A Method to Modify RMT using Short-Time Behavior in Chaotic Systems

TL;DR

This paper introduces a method to modify Random Matrix Theory eigenstate statistics by incorporating short-time dynamics, improving accuracy in chaotic systems without requiring Hamiltonian diagonalization.

Contribution

The authors present a novel approach that accounts for non-universal short-time behavior in chaotic systems, bridging the gap between RMT and actual dynamics.

Findings

Improved accuracy in wave function autocorrelations and cross-correlations

Method recovers RMT and semiclassical limits under specific conditions

Avoids Hamiltonian diagonalization by using short-time dynamics

Abstract

We discuss a modification to Random Matrix Theory eigenstate statistics, that systematically takes into account the non-universal short-time behavior of chaotic systems.
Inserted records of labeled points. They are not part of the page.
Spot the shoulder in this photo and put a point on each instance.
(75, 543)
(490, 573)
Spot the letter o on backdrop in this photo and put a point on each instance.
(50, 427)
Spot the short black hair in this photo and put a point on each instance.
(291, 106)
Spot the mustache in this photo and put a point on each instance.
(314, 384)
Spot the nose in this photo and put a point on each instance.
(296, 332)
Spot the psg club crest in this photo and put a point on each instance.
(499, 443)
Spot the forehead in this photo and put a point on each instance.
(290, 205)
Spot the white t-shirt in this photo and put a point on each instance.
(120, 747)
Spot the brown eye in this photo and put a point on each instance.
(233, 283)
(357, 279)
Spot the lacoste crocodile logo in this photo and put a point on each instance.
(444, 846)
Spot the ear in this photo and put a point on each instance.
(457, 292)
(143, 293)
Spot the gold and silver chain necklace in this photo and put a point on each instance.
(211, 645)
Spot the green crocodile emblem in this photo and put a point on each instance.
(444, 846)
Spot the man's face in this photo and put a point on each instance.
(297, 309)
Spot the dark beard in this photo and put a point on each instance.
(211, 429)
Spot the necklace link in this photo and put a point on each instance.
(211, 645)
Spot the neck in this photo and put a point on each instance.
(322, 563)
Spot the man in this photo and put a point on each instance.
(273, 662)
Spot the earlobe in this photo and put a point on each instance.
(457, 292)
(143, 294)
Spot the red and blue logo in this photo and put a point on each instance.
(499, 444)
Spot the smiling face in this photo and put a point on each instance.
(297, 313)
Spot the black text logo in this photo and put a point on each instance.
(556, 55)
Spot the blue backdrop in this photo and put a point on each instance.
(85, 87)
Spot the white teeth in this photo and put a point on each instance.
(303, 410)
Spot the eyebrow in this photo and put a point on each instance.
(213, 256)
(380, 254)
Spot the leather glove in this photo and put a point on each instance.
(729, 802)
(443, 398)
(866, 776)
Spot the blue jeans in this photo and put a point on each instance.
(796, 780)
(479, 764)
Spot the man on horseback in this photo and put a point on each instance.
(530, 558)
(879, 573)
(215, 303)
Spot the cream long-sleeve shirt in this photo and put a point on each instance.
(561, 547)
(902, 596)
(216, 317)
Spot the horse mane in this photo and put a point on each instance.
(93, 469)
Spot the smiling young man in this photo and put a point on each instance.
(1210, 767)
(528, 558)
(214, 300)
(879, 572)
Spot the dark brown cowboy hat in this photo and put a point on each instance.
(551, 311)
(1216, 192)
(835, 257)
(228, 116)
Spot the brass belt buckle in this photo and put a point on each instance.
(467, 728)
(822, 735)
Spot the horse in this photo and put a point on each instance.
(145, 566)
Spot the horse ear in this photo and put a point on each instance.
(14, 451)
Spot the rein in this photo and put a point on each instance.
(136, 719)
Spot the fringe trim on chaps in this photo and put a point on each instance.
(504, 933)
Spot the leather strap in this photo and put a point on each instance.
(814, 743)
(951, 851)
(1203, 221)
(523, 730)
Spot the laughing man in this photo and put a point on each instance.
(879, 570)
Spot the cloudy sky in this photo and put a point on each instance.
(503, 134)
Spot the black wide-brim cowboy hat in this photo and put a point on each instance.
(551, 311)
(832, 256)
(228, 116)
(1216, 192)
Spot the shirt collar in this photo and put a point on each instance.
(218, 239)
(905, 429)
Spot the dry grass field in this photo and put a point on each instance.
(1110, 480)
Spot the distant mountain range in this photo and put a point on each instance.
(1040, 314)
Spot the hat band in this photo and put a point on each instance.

The method avoids diagonalization of the Hamiltonian, instead requiring only a knowledge of short-time dynamics for a chaotic system or ensemble of similar systems. Standard Random Matrix Theory and semiclassical predictions are recovered in the limits of zero Ehrenfest time and infinite Heisenberg time, respectively. As examples, we discuss wave function autocorrelations and cross-correlations, and show how the approach leads to a significant improvement in accuracy for simple chaotic systems where comparison can be made with brute-force diagonalization.